Can this simple diagram of a triangle and three circles be constructed with straightedge and compass?

Question

Here is a diagram from a question that I asked recently.

In equilateral $\triangle ABC$, $D$ is on $AB$, and $E$ is on $AC$. In the three regions thus formed, circles of equal radii are inscribed.

Can this diagram be constructed with straightedge and compass?

If we construct the chords, then the circles are easy to draw.

Assuming that $AB=1$, the closed form expressions of the lengths and angles are not simple, so I wouldn't be surprised if the diagram cannot be constructed with straightedge and compass.
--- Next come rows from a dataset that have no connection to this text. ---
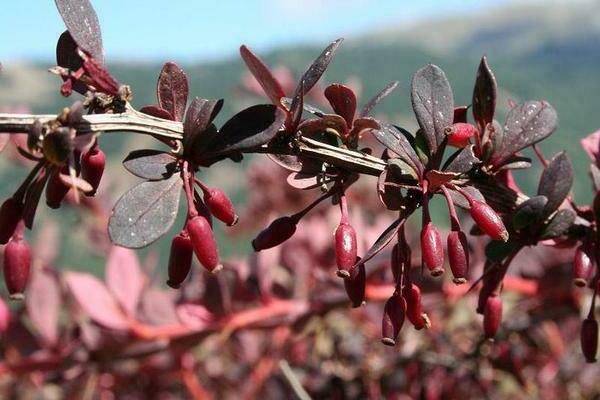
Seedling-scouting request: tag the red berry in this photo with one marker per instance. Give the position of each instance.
(4, 316)
(17, 264)
(92, 167)
(203, 241)
(11, 212)
(589, 339)
(276, 233)
(432, 250)
(458, 256)
(492, 316)
(345, 248)
(56, 191)
(488, 220)
(414, 309)
(394, 312)
(220, 206)
(460, 133)
(582, 266)
(180, 259)
(355, 285)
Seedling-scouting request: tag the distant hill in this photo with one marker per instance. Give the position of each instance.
(542, 51)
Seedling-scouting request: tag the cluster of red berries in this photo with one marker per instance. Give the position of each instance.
(197, 236)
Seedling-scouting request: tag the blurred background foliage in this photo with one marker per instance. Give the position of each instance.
(539, 50)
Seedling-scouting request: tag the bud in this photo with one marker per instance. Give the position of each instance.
(92, 167)
(17, 263)
(345, 248)
(203, 241)
(488, 220)
(220, 206)
(11, 212)
(414, 309)
(589, 339)
(180, 259)
(4, 316)
(276, 233)
(432, 250)
(56, 191)
(492, 316)
(458, 256)
(400, 258)
(393, 318)
(460, 133)
(355, 285)
(582, 266)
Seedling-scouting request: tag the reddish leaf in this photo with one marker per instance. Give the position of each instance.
(342, 100)
(82, 22)
(157, 111)
(125, 278)
(172, 90)
(96, 300)
(368, 108)
(263, 75)
(433, 104)
(43, 304)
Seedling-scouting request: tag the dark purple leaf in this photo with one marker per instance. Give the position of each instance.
(145, 213)
(526, 124)
(157, 111)
(433, 104)
(172, 90)
(249, 128)
(529, 212)
(384, 239)
(43, 302)
(124, 278)
(395, 140)
(562, 220)
(95, 299)
(198, 118)
(263, 75)
(32, 197)
(368, 108)
(343, 101)
(66, 52)
(82, 22)
(314, 72)
(462, 161)
(154, 165)
(556, 181)
(484, 95)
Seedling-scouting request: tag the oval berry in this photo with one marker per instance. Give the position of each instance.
(220, 205)
(488, 220)
(583, 266)
(204, 243)
(276, 233)
(394, 313)
(17, 265)
(432, 250)
(92, 167)
(345, 248)
(458, 256)
(180, 259)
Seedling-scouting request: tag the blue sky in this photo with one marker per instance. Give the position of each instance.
(189, 30)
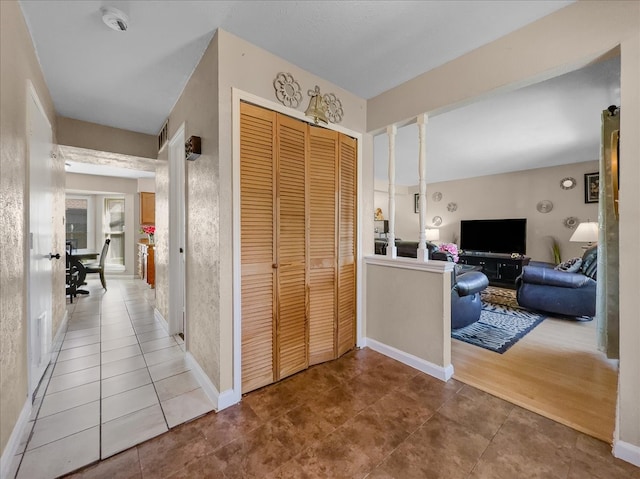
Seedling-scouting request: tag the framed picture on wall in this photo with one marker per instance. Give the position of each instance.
(591, 187)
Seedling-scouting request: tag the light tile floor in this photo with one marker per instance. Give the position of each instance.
(118, 379)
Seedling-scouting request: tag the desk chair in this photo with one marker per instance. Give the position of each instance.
(72, 275)
(99, 267)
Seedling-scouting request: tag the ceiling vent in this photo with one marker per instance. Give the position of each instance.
(115, 19)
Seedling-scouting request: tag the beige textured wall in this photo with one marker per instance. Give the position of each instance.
(512, 195)
(197, 107)
(629, 393)
(18, 63)
(410, 310)
(105, 138)
(252, 69)
(561, 42)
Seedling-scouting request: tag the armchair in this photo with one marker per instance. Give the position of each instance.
(557, 292)
(466, 304)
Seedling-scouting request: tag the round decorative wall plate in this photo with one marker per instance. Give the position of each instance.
(544, 206)
(571, 222)
(287, 90)
(334, 108)
(568, 183)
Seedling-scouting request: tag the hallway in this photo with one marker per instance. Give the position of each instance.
(117, 380)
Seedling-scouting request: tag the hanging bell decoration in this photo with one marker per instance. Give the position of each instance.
(317, 107)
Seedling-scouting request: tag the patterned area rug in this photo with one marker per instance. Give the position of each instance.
(502, 322)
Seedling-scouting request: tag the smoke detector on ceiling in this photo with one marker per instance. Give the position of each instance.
(115, 19)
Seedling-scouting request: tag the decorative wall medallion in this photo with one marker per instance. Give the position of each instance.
(567, 183)
(334, 108)
(571, 222)
(544, 206)
(287, 90)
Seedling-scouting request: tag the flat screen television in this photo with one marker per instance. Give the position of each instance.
(494, 236)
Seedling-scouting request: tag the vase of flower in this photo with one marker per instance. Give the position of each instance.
(150, 231)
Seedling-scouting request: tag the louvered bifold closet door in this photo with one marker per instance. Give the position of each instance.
(347, 245)
(257, 200)
(323, 156)
(291, 221)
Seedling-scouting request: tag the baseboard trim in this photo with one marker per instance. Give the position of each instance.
(627, 452)
(444, 373)
(221, 400)
(11, 449)
(157, 315)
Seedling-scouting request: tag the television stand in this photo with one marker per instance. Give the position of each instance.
(501, 269)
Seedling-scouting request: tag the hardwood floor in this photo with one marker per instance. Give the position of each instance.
(555, 370)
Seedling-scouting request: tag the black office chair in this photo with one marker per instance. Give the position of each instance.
(72, 275)
(99, 267)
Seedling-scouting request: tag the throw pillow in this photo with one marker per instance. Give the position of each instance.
(570, 266)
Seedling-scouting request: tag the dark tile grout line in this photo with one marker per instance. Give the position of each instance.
(48, 375)
(153, 383)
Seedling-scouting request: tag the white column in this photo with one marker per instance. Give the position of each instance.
(392, 251)
(423, 253)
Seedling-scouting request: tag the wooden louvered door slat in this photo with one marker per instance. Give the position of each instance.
(347, 245)
(257, 203)
(291, 224)
(323, 155)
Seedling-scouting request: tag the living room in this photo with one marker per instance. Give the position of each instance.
(509, 154)
(542, 176)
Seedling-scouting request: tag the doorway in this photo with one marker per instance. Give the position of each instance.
(40, 241)
(177, 234)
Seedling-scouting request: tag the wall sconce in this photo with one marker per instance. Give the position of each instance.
(317, 108)
(192, 148)
(432, 234)
(585, 233)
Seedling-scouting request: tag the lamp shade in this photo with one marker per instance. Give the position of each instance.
(432, 234)
(585, 233)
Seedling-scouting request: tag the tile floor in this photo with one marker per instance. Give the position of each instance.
(367, 416)
(117, 380)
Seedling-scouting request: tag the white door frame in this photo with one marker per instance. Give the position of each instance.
(177, 233)
(39, 329)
radius of circles $=r=\frac{\sqrt{3}}{30}\left(7-\sqrt[3]{2}-2\sqrt[3]{4}\right)=0.148\ldots$

$BD=DE=\sqrt{\dfrac{3 (651+392\sqrt[3]{2}-436\sqrt[3]{4})}{50(-94-23\sqrt[3]{2}+134\sqrt[3]{4})}}=0.550\ldots$

$EC=\dfrac{1}{1+2^{2/3}}=0.386\ldots$

$\angle{DBE}=\arccos{(2^{-1/3})}=37.467\ldots^{\text{o}}$

On the other hand, the essence of the diagram is very simple (the diagram can be precisely described in just a few words, as I did at the beginning of my question). And, earlier I asked about another construction involving four circles and two chords, and the answer turned out to be much simpler than I expected (although still quite clever). So I still have a sliver of hope that my diagram here can be constructed somehow.

Answer 1

To expand my comment into a proper answer: your diagram cannot be constructed via compass and straightedge. The main problem is the $2^{1/3}$ in your calculations; it corresponds to the minimal polynomial $p(x)=x^3-2=0$ over the rational numbers. The field extension required to be able solve this in terms of elements of $\mathbb{Q}$ is therefore $3$.
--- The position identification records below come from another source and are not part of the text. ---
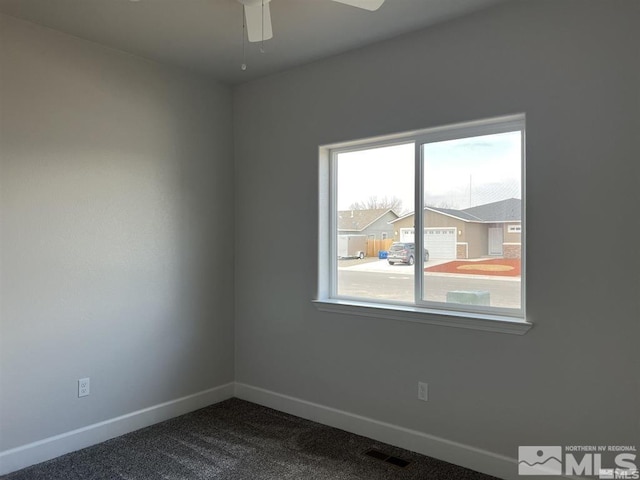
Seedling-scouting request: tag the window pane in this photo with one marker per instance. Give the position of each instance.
(472, 220)
(374, 188)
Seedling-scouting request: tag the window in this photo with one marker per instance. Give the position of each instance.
(466, 183)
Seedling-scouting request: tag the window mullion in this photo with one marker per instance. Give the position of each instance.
(418, 227)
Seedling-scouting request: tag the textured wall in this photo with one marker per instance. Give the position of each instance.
(115, 206)
(572, 67)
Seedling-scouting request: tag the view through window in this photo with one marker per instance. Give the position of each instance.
(470, 187)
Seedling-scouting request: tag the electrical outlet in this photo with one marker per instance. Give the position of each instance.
(423, 391)
(84, 387)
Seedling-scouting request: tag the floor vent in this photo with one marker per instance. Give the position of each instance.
(385, 457)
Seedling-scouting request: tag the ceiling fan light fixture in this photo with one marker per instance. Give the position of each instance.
(258, 18)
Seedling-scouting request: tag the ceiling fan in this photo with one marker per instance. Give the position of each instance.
(258, 16)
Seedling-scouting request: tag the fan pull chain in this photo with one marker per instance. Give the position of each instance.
(243, 67)
(262, 43)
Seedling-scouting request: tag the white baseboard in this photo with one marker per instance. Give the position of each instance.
(464, 455)
(48, 448)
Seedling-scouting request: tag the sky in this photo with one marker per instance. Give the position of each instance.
(458, 173)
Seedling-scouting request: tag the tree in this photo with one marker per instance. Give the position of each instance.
(375, 203)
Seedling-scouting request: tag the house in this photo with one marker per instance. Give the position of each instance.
(146, 210)
(374, 223)
(492, 229)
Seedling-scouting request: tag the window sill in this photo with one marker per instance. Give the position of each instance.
(473, 321)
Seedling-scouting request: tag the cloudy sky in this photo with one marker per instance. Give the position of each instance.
(458, 173)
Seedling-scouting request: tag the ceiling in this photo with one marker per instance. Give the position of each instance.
(206, 35)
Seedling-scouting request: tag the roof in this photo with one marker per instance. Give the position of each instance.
(508, 210)
(358, 220)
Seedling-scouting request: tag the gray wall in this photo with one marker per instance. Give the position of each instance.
(572, 67)
(116, 201)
Now consider compass and straightedge construction in more detail. There are two operations you can do: draw a line containing two previously defined points, or draw a circle centred at one previously defined point and passing through another. Any new points are a result of the intersection of these elements. Some basic Cartesian geometry will show that these new points satisfy at most a quadratic equation with coefficients in terms of previously constructed lengths (or the rationals themselves). In other words, any constructed length that is not rational represents a field extension of degree 1 or 2. Since constructed lengths are built upon one another, the tower rule says that the degree of the field extension represented by any one of them is the product of the extension degrees of the constructions that one is built from. As these all can only be 1 or 2, the degree of the field extension it represents is a power of 2.
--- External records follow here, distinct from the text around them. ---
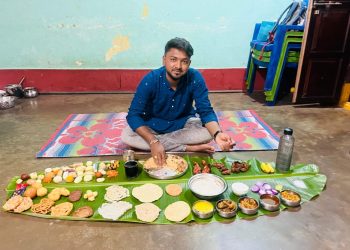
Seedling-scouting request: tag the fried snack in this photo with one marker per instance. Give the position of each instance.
(26, 203)
(56, 193)
(148, 192)
(173, 162)
(83, 212)
(54, 196)
(75, 195)
(43, 207)
(173, 189)
(41, 192)
(62, 209)
(12, 203)
(248, 203)
(290, 196)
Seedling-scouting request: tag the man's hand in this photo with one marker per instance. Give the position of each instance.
(158, 153)
(224, 141)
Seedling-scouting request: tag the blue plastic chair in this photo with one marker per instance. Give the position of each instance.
(287, 39)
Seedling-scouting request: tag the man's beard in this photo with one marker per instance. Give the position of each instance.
(173, 77)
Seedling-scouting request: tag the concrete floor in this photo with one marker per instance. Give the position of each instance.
(322, 137)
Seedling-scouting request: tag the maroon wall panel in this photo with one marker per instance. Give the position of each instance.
(113, 80)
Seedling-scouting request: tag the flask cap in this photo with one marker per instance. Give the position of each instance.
(288, 131)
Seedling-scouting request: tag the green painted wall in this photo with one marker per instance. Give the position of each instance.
(92, 34)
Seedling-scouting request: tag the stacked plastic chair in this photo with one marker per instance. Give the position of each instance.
(283, 52)
(276, 54)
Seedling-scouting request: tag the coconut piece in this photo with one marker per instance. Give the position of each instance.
(114, 210)
(83, 212)
(173, 189)
(147, 212)
(148, 192)
(177, 211)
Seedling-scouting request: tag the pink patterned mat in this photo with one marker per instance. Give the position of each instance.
(99, 134)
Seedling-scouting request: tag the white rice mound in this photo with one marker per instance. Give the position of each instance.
(177, 211)
(147, 212)
(148, 192)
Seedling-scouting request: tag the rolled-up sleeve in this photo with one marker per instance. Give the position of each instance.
(202, 103)
(138, 108)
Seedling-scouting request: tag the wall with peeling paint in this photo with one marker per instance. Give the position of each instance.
(116, 34)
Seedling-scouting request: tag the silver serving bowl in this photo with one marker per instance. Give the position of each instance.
(30, 92)
(207, 186)
(270, 202)
(226, 214)
(201, 214)
(248, 211)
(7, 102)
(14, 90)
(290, 203)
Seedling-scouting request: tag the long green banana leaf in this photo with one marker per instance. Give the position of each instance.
(308, 173)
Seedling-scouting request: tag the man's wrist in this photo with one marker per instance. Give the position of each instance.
(216, 134)
(151, 142)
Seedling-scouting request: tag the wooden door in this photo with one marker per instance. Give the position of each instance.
(325, 52)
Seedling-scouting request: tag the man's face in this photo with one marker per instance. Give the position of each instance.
(176, 63)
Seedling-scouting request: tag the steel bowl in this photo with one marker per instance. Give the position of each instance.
(270, 202)
(14, 90)
(249, 211)
(289, 202)
(201, 214)
(30, 92)
(226, 214)
(7, 102)
(207, 186)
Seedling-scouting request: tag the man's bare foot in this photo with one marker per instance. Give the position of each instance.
(200, 148)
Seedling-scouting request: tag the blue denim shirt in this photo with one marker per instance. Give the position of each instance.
(159, 107)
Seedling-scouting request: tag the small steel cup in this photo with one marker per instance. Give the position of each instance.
(129, 155)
And now we see the contradiction. To construct a length of $2^{1/3}$ would require a field extension of degree $3$, but constructible points can only ever have field extensions whose degree is a power of $2$. But there is no power of $2$ that is equal to $3$, so your diagram is not constructible.

Answer 2

You can't docthe straightedge and compasses construction with an equilateral triangle, but a $30°-60°-90°$ right triangle offers an easy solution. Simply bisect the $60°$ angle, then bisect the $120°$ angle formed where the first angle bisector meets the opposite leg. The three component triangles so formed are all congruent and thus so are their incircles.